5 Tips to Becoming More Resilient

Many people talk about building resilience or grit, but what exactly does it mean? How can we develop resilience, especially when we’re going through a hard time? Though it may seem like a difficult, abstract thing to do, there are certain beliefs and mindsets we can put into play and practice every day to help ourselves feel better and build resilience.

What does resilience mean?

The theory of resilience holds that adversity occurs to all of us, but what is important is how we deal with it. Strength can help us deal with difficulties or misfortune. It can have different meanings across cultures and societies, and individuals can be more resilient at specific points in their life than others.

Resilience is closely related to positive psychology, which says that specific characteristics can help us deal positively with challenges in our lives. It has been defined as “the process of adapting well” in the face of adversity or significant sources of stress, such as family and relationship problems, health issues, or financial stress.  

Can we learn resilience?

How can we transform an idea into something we can implement in our daily lives? The good news is that it’s been found that resilience can be built – it’s not something we either have or don’t have. It’s something we can practice every day, just like we learned how to ride a bike, how to be a good friend, and what works best for taking care of ourselves. It’s something we can work on and develop, just like building up our muscle strength.

So, the answer is yes, we can.

5 Tips to becoming more resilient

There are many ways to build resilience. By understanding how our thoughts and beliefs affect our feelings and experiences, we can begin to recognize our own role in how we react to things. And we can start becoming more resilient and bouncing back from challenges.

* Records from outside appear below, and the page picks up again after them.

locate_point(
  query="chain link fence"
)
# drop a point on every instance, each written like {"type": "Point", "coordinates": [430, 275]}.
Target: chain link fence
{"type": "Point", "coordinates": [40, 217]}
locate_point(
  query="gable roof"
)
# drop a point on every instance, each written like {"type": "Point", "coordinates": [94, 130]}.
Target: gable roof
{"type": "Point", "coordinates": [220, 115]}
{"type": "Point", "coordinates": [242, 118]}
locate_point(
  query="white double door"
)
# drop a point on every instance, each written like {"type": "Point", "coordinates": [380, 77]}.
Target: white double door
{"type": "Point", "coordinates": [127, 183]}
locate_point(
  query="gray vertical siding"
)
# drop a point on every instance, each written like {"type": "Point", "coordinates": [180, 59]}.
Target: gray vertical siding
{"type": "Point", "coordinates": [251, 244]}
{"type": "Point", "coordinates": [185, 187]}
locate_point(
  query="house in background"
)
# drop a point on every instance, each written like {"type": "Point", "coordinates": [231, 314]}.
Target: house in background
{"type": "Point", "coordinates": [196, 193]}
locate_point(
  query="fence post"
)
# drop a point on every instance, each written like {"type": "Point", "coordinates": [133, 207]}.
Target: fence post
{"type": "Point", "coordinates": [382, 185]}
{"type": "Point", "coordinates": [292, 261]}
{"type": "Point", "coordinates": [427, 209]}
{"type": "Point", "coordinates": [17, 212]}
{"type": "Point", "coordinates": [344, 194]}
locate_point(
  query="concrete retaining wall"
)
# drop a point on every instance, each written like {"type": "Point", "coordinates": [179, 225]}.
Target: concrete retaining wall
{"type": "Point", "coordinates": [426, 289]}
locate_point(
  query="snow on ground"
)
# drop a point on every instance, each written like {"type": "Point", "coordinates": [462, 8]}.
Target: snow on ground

  • Be aware of personalization. This refers to holding ourselves accountable for all the bad things that happen, blaming ourselves, and saying that it’s our fault. This can be an automatic response sometimes. Notice it. Know that it’s not always the case, and we can begin to recognize there are other possible reactions.
  • Notice pervasiveness. Pervasiveness is the belief that a negative situation can spread across all areas of our life. Acknowledge that bad feelings don’t impact every aspect of our lives, or ourselves. 
  • Recognize things are not permanent. A feeling of permanence, especially as it relates to bad events, can prevent us from improving our situation. It can overwhelm us and make it seem that we can’t go on. Change is an ever-present part of life. Things change, situations change, and we change, too. It’s a natural part of life.
  • Share our emotions. Sharing emotions, both positive and negative feelings, can help us be open and honest about how we’re doing. It helps with our communication processes and can not only bring relief through expressing ourselves but also help us clarify our situations and start working on feeling better. 
      
  • Build connections. By purposefully connecting with others, we know that we’re not alone in dealing with our situation. We can ask for help, gain other perspectives, check in with others about how we’re doing, and feel less alone. This helps us build strength and support for dealing with things and moving forward.

Resilience isn’t about ignoring the bad things in life or pretending they don’t matter. It’s about reflecting upon ourselves and our situations and creating a positive mindset to help ourselves feel better. We can all practice resilience every day.